Download configuration fields

Only the following configuration fields are used during download. All required fields must be provided.

Variable

Description

Required

Default

ghost_version

GHOST version used when a GHOST network is selected

No

1.5

network, observation, framework

Observation network to use

Yes

model, models, experiments, experiment

Model ID(s) to be interpolated

No

domain

Domain of the model, can be indicated in the model field (e.g. regional, global)

No

ensemble

Ensemble of the model, can be indicated in the model field (e.g. 000, 001)

No

species

Species to load (e.g. sconco3, pm10)

Yes

resolution

Observation data resolution (e.g. hourly, daily)

Yes

model_resolution

Model resolution if different from observations

No

Same as resolution

start_date

Start date of download (YYYYMM)

Yes

end_date

End date of download (YYYYMM)

Yes

filter_species

Optional filter to select specific species

No

Automation of the download

In order to add the download to your scripts or if you just want to make it without the user input, here are all the variables you need to have

Variable

Description

Original Question

Expected Values

dl_overwrite

Indicates whether previously downloaded files should be overwritten.

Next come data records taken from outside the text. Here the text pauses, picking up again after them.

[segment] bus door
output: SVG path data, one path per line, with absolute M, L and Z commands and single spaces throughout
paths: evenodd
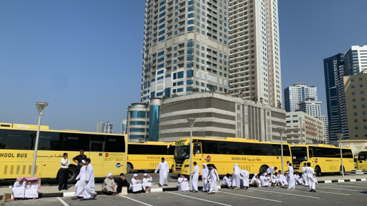
M 201 143 L 193 143 L 194 147 L 192 147 L 192 163 L 196 162 L 199 166 L 199 173 L 201 174 L 201 167 L 203 166 L 203 151 L 201 150 Z M 193 168 L 193 167 L 192 167 Z
M 104 142 L 101 141 L 90 141 L 90 143 L 89 158 L 90 158 L 91 164 L 93 165 L 95 170 L 95 176 L 101 176 L 106 175 L 102 173 L 103 162 L 106 154 L 104 154 Z M 95 174 L 97 172 L 98 174 Z
M 367 170 L 367 154 L 359 154 L 358 155 L 358 168 L 359 170 Z
M 315 162 L 315 158 L 313 157 L 313 149 L 308 149 L 308 158 L 309 163 L 311 163 L 311 167 L 315 167 L 316 163 Z M 311 162 L 311 161 L 313 161 Z

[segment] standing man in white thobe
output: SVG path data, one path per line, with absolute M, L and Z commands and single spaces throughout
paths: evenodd
M 25 198 L 35 200 L 38 198 L 38 183 L 37 181 L 28 182 L 27 189 L 26 190 Z
M 170 173 L 170 168 L 168 167 L 168 163 L 164 161 L 164 158 L 162 157 L 162 161 L 158 164 L 157 169 L 155 169 L 155 173 L 157 173 L 158 169 L 159 169 L 159 187 L 168 186 L 168 173 Z
M 272 174 L 272 173 L 274 172 L 277 172 L 277 169 L 278 169 L 278 167 L 270 167 L 269 168 L 268 168 L 268 169 L 266 169 L 266 174 Z
M 78 198 L 78 197 L 83 197 L 84 196 L 84 189 L 86 187 L 86 161 L 82 160 L 80 163 L 80 172 L 79 174 L 75 178 L 75 181 L 77 181 L 77 183 L 75 184 L 75 195 L 72 198 L 71 198 L 72 200 L 76 200 Z
M 93 198 L 96 199 L 97 192 L 95 191 L 95 171 L 93 166 L 90 164 L 90 158 L 88 158 L 86 161 L 86 187 L 84 188 L 84 195 L 81 200 L 84 199 L 90 199 Z
M 249 181 L 248 178 L 250 177 L 250 173 L 247 170 L 241 169 L 239 170 L 239 174 L 241 176 L 241 187 L 243 187 L 242 189 L 248 189 L 249 185 Z
M 233 167 L 233 174 L 232 175 L 232 187 L 233 189 L 238 189 L 241 188 L 241 174 L 239 174 L 239 167 L 235 163 Z
M 199 180 L 199 166 L 197 163 L 194 162 L 194 172 L 191 172 L 192 175 L 192 178 L 191 179 L 191 186 L 190 188 L 192 192 L 197 192 L 197 181 Z
M 201 169 L 201 180 L 203 180 L 203 192 L 208 192 L 209 186 L 208 183 L 208 176 L 209 176 L 209 169 L 206 166 L 206 163 L 203 163 L 203 169 Z
M 313 168 L 311 167 L 311 163 L 307 163 L 307 167 L 306 167 L 305 173 L 307 175 L 307 181 L 308 182 L 308 186 L 310 187 L 310 192 L 316 192 L 316 190 L 315 190 L 316 184 L 313 176 L 315 171 L 313 170 Z
M 290 162 L 288 163 L 288 188 L 287 189 L 295 189 L 296 181 L 295 180 L 295 176 L 293 175 L 293 167 L 292 167 L 292 163 Z
M 208 194 L 219 194 L 218 187 L 217 187 L 217 181 L 219 181 L 219 176 L 218 176 L 218 172 L 215 169 L 214 164 L 210 164 L 210 190 L 208 192 Z
M 12 188 L 12 196 L 14 199 L 20 198 L 23 199 L 24 198 L 24 191 L 26 188 L 26 180 L 24 178 L 19 178 L 15 183 Z

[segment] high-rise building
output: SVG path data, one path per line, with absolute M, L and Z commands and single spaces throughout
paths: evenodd
M 321 101 L 315 101 L 315 98 L 308 97 L 304 101 L 299 103 L 299 111 L 304 112 L 308 115 L 321 119 L 321 105 L 322 105 Z
M 286 87 L 284 89 L 286 111 L 290 112 L 299 110 L 299 104 L 306 101 L 307 98 L 313 98 L 317 101 L 317 88 L 316 87 L 308 87 L 304 83 L 297 83 L 293 84 L 292 87 Z
M 146 0 L 141 103 L 229 92 L 228 1 Z
M 108 121 L 104 127 L 104 133 L 112 133 L 112 123 Z
M 230 93 L 272 106 L 282 101 L 277 1 L 230 1 Z
M 344 71 L 348 75 L 367 70 L 367 45 L 353 45 L 344 55 Z
M 126 134 L 126 127 L 128 126 L 128 121 L 124 119 L 121 125 L 121 134 Z
M 97 123 L 97 132 L 104 133 L 106 123 L 99 121 Z
M 367 139 L 367 73 L 364 72 L 344 77 L 350 140 Z
M 352 75 L 344 72 L 344 54 L 339 53 L 324 59 L 325 87 L 328 106 L 329 142 L 337 145 L 337 134 L 348 139 L 346 99 L 343 76 Z

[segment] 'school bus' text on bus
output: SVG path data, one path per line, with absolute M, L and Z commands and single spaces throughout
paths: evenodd
M 0 178 L 31 174 L 37 126 L 12 127 L 14 125 L 0 125 Z M 41 128 L 34 176 L 57 178 L 60 160 L 66 152 L 71 163 L 68 183 L 74 182 L 77 165 L 72 159 L 81 150 L 90 158 L 95 177 L 126 172 L 127 135 Z
M 295 171 L 302 172 L 304 163 L 311 163 L 317 176 L 321 172 L 341 172 L 340 147 L 328 145 L 291 145 L 292 158 Z M 353 154 L 350 148 L 341 148 L 344 172 L 355 169 Z
M 266 172 L 270 167 L 281 169 L 280 143 L 237 138 L 193 138 L 192 144 L 192 162 L 196 161 L 200 167 L 204 163 L 215 164 L 220 175 L 233 173 L 235 163 L 250 174 Z M 286 169 L 286 162 L 291 161 L 288 144 L 283 144 L 283 154 Z M 190 138 L 179 139 L 176 142 L 173 173 L 188 175 L 189 168 Z
M 146 142 L 145 143 L 128 143 L 128 159 L 127 172 L 134 170 L 155 169 L 163 157 L 172 169 L 175 142 Z

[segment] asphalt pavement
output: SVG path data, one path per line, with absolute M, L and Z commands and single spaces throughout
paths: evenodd
M 296 189 L 286 187 L 250 187 L 249 189 L 221 189 L 219 194 L 204 192 L 162 192 L 128 196 L 99 195 L 97 200 L 72 200 L 70 197 L 45 198 L 35 200 L 17 200 L 0 205 L 364 205 L 367 199 L 367 181 L 316 185 L 317 192 L 308 187 L 296 185 Z

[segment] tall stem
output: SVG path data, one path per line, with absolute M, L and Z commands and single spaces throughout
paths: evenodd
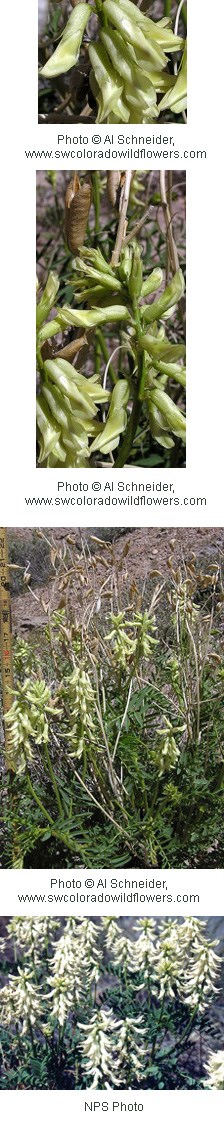
M 124 466 L 130 455 L 132 443 L 138 427 L 138 420 L 140 415 L 141 402 L 139 400 L 139 391 L 144 374 L 144 352 L 139 353 L 138 359 L 138 378 L 133 390 L 132 408 L 129 418 L 129 423 L 126 430 L 123 443 L 119 449 L 118 458 L 115 461 L 115 466 Z
M 45 745 L 44 745 L 44 753 L 45 753 L 46 764 L 48 764 L 48 769 L 49 769 L 50 777 L 51 777 L 51 782 L 53 785 L 54 796 L 57 798 L 59 814 L 63 819 L 63 808 L 62 808 L 61 797 L 60 797 L 60 794 L 59 794 L 58 784 L 57 784 L 57 779 L 55 779 L 54 771 L 53 771 L 53 765 L 52 765 L 51 758 L 50 758 L 49 745 L 48 745 L 46 742 L 45 742 Z
M 126 173 L 124 185 L 123 185 L 123 190 L 122 190 L 122 194 L 121 194 L 121 204 L 120 204 L 120 217 L 119 217 L 118 231 L 117 231 L 117 237 L 115 237 L 115 244 L 114 244 L 113 253 L 112 253 L 112 256 L 111 256 L 111 265 L 112 266 L 118 266 L 120 254 L 121 254 L 121 247 L 122 247 L 123 238 L 124 238 L 124 235 L 126 235 L 126 224 L 127 224 L 126 217 L 127 217 L 128 202 L 129 202 L 129 195 L 130 195 L 131 176 L 132 176 L 132 172 L 131 170 L 129 170 L 128 173 Z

There are some files that were already downloaded in a previous download, do you want to overwrite them ([y]/n)?

True (overwrite existing files) or False (keep existing files)

dl_ghost_source

Determines where GHOST observations are downloaded from.

Do you want to download observational data from the BSC remote machine? (Otherwise, GHOST observational data will be retrieved from Zenodo) ([y]/n)

bsc (download from BSC remote machine) or zenodo (retrieve from Zenodo)

dl_interpolated

Specifies whether the interpolated versions of the model output should be downloaded.

Model data was detected in the configuration file. Do you want to download the interpolated version? (Otherwise, the non-interpolated model data will be downloaded) ([y]/n)

True (download interpolated) or False (download non-interpolated)

dl_mode

Selects what to download when both observations and model output are present in the configuration file.

Which type of data do you want to download? Observational, modelled or both? ([both]/obs/mod)

obs (download observations), mod (download models) or both (download both)

network_type

Determines whether to use all GHOST or all non-GHOST networks when the observation field uses the * wildcard.

Do you want to download all the GHOST networks? (Otherwise all the non-GHOST networks will be downloaded) ([y]/n)

ghost (use all GHOST networks) or non-ghost (use all non-GHOST networks)

Using wildcards

You can use the * wildcard in the following fields to automatically select all available values:

  • network, observation, framework

  • model, models, experiments, experiment

  • species

  • resolution

  • start_date

  • end_date

Note: Using wildcards may result in large downloads, so use with caution.